4. A postura face à Comunicação Social era, no mínimo original. Por um lado, uma clara reordenação de tudo o que o Estado podia influenciar como se a imagem fosse o essencial, e o trabalho algo secundário. Por outro lado o Primeiro Ministro mostrava uma incontinência inimaginável de declarações, preocupado com coisas menores, respondendo a tudo e a todos. Um estilo que não podia trazer nenhuma serenidade ou rumo ao país;

5. Santana ia perdendo a credibilidade, essencial ao cargo, em cada proposta que fazia. Importava mostrar trabalho, mesmo antes de estudar o problema. As taxas diferenciadoras nos hospitais, os professores a assessores jurídicos, as baixas de impostos diárias eram cada vez mais motivo de chacota e desrespeito generalizado. Quem é que ainda o levava a sério? Se juntarmos a isso o estilo quezilento de quem parece estar a lutar com o mundo e só tem inimigos em todo o lado chegamos à triste conclusão que o clima era de guerra, e na guerra tudo valia;

6. Fala-se de reformas corajosas e que havia um rumo para Portugal. Nada mais falso! A Reforma das SCUT era um logro envenenada pelas indemnizações e pela interminável lista de excepções a moradores, empresas e afins. A Lei das Rendas não era mais que uma proposta menos corajosa do que a que Guterres chegou a aprovar e que nunca foi aplicada por Durão ter prometido subida de rendas sem obras dos senhorios, ainda por cima feita sem prever uma almofada Estatal suficiente para evitar um drama social. A grande Reforma Fiscal era o que se via, com recuos como na Zona Franca da Madeira e constantes desvirtuações à proposta original. A baixa do IRS era uma incongruência total até porque não tinha resultados nem para os contribuintes nem para o Estado, limitava-se a lançar sinais contraditórios na economia. Todos os dias havia a necessidade de Santana falar em baixa de impostos, em ser popular e admirado, e daí resultou até uma Conversa em Família Marcelista onde prometia tudo a todos. O impacto real dessa descida era prontamente desmentido pelo próprio Ministro das Finanças só servindo para lançar a confusão na já desorientada sociedade civil;

7. Na economia tanto falava-se de rigor como de fim do rigor. A credibilidade externa diminuia tornando Portugal num país com taxas de juro menos favoráveis na concessão de crédito, tal era o risco associado ao desnorte das políticas económicas. A economia voltava a cair no terceiro trimestre não havendo nem uma política de emprego nem planos para a retoma industrial. Em 2005 já se previa um défice de 4 a 5% (sem medidas extraordinárias) e que Portugal vai ser das 20 economias do mundo que menos vai crescer. Já ninguém percebia se o consumo era a aposta para o crescimento da economia, se eram as exportações ou se simplesmente o crescimento ia ser importado do exterior através de generosas ofertas de mecenas rendidos ao visionário e carismático Santana;

8. O próprio Santana, como depois se veio a descobrir, ponderou várias vezes a demissão sentindo que já não tinha margem de manobra. O seu derradeiro suicídio deu-se quando desesperado, em pleno acto oficial, comparou-se a um bébe numa incubadora que só recebia estaladas e pontapés dos irmãos mais velhos. A sua continuidade ia revelar um animal ferido, sedento de sangue e guerra, que se alimenta dos inimigos que faz questão de criar em todo o lado! Santana Lopes é quezilento, demagógico e populista! É a sua natureza que aliada à falta de legitimidade não criou um perigoso precedente mas uma situação perfeitamente irrepetível na nossa Democracia.

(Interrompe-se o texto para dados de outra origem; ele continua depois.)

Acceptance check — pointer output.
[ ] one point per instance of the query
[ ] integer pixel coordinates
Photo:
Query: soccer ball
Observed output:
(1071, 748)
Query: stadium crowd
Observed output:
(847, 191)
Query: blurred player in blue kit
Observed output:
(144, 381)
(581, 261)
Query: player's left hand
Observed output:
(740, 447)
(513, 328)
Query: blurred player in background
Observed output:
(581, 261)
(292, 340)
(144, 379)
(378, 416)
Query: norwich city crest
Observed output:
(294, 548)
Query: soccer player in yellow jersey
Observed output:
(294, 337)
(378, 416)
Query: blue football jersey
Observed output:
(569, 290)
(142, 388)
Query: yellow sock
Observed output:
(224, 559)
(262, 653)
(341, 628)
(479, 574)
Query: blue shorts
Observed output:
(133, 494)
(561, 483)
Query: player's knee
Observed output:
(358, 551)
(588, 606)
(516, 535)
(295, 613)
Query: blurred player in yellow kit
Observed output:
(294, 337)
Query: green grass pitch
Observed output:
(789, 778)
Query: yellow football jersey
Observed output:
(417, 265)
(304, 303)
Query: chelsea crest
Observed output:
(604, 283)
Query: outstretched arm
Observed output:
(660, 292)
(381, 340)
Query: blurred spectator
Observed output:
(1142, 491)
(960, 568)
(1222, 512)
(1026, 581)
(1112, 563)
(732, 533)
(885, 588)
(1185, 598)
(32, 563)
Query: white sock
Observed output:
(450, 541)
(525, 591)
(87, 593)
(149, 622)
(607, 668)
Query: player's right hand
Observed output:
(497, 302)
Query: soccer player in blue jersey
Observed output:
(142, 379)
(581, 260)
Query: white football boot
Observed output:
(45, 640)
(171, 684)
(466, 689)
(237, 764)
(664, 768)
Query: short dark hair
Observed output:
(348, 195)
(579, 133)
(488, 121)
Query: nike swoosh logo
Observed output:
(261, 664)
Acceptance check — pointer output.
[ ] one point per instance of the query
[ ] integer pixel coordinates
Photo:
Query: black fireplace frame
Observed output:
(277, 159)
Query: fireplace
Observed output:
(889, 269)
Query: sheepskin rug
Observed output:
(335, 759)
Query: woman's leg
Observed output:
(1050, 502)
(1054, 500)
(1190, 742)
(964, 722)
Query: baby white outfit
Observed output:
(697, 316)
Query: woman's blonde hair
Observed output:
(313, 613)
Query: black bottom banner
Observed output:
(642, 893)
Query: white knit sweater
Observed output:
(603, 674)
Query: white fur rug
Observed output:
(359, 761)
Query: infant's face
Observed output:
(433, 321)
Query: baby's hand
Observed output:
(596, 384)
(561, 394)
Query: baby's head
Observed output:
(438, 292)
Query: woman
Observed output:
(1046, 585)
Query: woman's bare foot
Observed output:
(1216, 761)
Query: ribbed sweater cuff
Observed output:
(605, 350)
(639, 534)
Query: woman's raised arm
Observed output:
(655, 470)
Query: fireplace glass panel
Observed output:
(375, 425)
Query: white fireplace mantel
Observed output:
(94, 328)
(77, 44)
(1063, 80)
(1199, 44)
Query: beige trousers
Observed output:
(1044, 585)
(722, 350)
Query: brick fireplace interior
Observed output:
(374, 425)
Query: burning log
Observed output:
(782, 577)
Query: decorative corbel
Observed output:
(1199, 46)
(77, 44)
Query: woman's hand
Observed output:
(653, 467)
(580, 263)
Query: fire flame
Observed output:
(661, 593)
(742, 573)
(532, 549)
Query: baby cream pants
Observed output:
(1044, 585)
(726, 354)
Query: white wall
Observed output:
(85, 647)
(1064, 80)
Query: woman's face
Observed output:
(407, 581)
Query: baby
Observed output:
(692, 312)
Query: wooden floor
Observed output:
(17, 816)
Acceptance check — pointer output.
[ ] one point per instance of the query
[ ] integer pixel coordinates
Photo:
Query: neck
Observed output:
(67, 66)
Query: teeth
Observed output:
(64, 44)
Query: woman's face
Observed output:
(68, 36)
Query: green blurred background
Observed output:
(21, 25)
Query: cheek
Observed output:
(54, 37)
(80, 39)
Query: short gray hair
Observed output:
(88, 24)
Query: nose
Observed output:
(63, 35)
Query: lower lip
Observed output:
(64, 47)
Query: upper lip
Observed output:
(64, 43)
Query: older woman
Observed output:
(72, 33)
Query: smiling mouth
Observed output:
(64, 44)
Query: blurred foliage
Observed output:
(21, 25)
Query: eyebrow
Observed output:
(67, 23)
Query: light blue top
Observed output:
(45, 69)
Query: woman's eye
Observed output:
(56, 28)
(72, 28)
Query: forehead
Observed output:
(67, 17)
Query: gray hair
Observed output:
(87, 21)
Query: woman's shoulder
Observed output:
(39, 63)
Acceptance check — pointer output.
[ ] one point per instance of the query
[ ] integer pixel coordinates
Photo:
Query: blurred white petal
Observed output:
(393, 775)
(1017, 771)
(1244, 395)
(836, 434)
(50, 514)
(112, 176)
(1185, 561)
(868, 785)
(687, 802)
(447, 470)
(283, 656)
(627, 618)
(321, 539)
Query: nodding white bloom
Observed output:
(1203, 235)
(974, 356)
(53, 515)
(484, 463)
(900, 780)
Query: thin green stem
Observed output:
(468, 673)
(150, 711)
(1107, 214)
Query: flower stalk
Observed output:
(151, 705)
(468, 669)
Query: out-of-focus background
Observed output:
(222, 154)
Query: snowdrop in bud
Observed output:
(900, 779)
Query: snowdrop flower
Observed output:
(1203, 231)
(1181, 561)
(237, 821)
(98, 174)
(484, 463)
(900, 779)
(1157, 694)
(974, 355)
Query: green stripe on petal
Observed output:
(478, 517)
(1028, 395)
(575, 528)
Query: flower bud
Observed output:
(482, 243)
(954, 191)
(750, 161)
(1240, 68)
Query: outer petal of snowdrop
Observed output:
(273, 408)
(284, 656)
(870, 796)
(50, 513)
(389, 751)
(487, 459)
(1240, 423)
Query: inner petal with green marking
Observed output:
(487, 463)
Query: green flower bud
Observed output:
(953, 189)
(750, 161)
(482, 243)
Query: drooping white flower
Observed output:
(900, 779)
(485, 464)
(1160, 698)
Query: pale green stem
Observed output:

Despreocupem-se aqueles que pensam que depois disto qualquer Presidente pode dissolver maiorias. O contexto era tão grave que só pessoas de memória curta e má fé podem defender o contrário. Não tentem reescrever o passado pintando-o das cores do arco íris porque é hora de revoltarmo-nos contra a pobreza de ideias, a falta de seriedade e a incompetência galopante. Se Santana voltar a ganhar aí sim terá toda a legitimidade para ser o que é, para ser populista, demagógico e incompetente, porque essa será a decisão soberana dos portugueses. Até lá ninguém autorizou seja quem fôr a brincar às vaidades pessoais nos cargos que gerem os nossos destinos, por isso nada mais simples que defender esta dissolução como algo natural, que não cria nenhum perigo ao nosso Semi Presidencialismo, só o reforça....

Estou farto do compadrio à mediocridade neste país que tem que, pelo menos, respeitar todos aqueles que, ao longo de séculos, construíram a nossa identidade. Considero-me uma pessoa tolerante, dentro da minha intolerância, mas como posso defender uma noção romântica de estabilidade, envenenada de tal forma por um Primeiro Ministro que tem o mesmo comportamento dum animal ferido, que vê por detrás de cada câmara de televisão um potencial inimigo, que leva a cabo uma guerra sem fim nem propósito porque só assim é que sabe sobreviver? Qual é o problema de dissolver uma Assembleia para expulsar ou legitimar um ego desmesurado e descontrolado do leme do país?

E agora sim que venham as propostas para o país porque estou desejoso de ir votar!

5 Comments:

  • At 1:31 da tarde, Blogger Ricardo said…

    Carlos (Micróbio) ... eu não apelei ao voto em ninguém, simplesmente defendi a dissolução. Quando um Governo perde a legitimidade e a credibilidade, só esbraceja e não governa. Era o que tinha acontecido. Se a Coligação voltar a ganhar aí terá oxigénio para trabalhar!

     
  • At 6:00 da tarde, Blogger Politikus said…

    Hum complicada a questão que colocas, não dá para comentar por aqui. Ps-Como a opção do meu partido não me agrada, vou votar em branco...

     
  • At 7:13 da tarde, Blogger Politikus said…

    Acabou de me passar pelas mãos uma sondagem quase pronta sobre a popularidade partidária... nem imaginas como o PSD subiu nas sondagens. Até mete medo.

     
  • At 7:26 da tarde, Blogger Ricardo said…

    Caro Polittikus... já calculava que isso estava a contecer. A minha sondagem estava já a ser feita junto às pessoas que conheço e, para espanto meu, a vitimização é uma arma poderosa porque só importa o que acontece no dia, não o que aconteceu ontem. Eu já escrevi aqui que não basta um candidato ser mau, o outro também tem que ser mobilizador! Eu acho que Santana Lopes, se for reeleito, vai ter mais espaço para respirar e não vai ser tão apocalíptico, mas continua a ser uma má solução para este país que está a precisar de reformas sérias e seguras, não de reformas erráticas ao sabor da imagem. Mas é o povo que mais ordena...

     
  • At 11:46 da tarde, Blogger Ricardo said…

    Quim... obrigado pelo contributo à discussão do tema! E parabéns pela beleza do teu blogue que não tive o prazer de conhecer!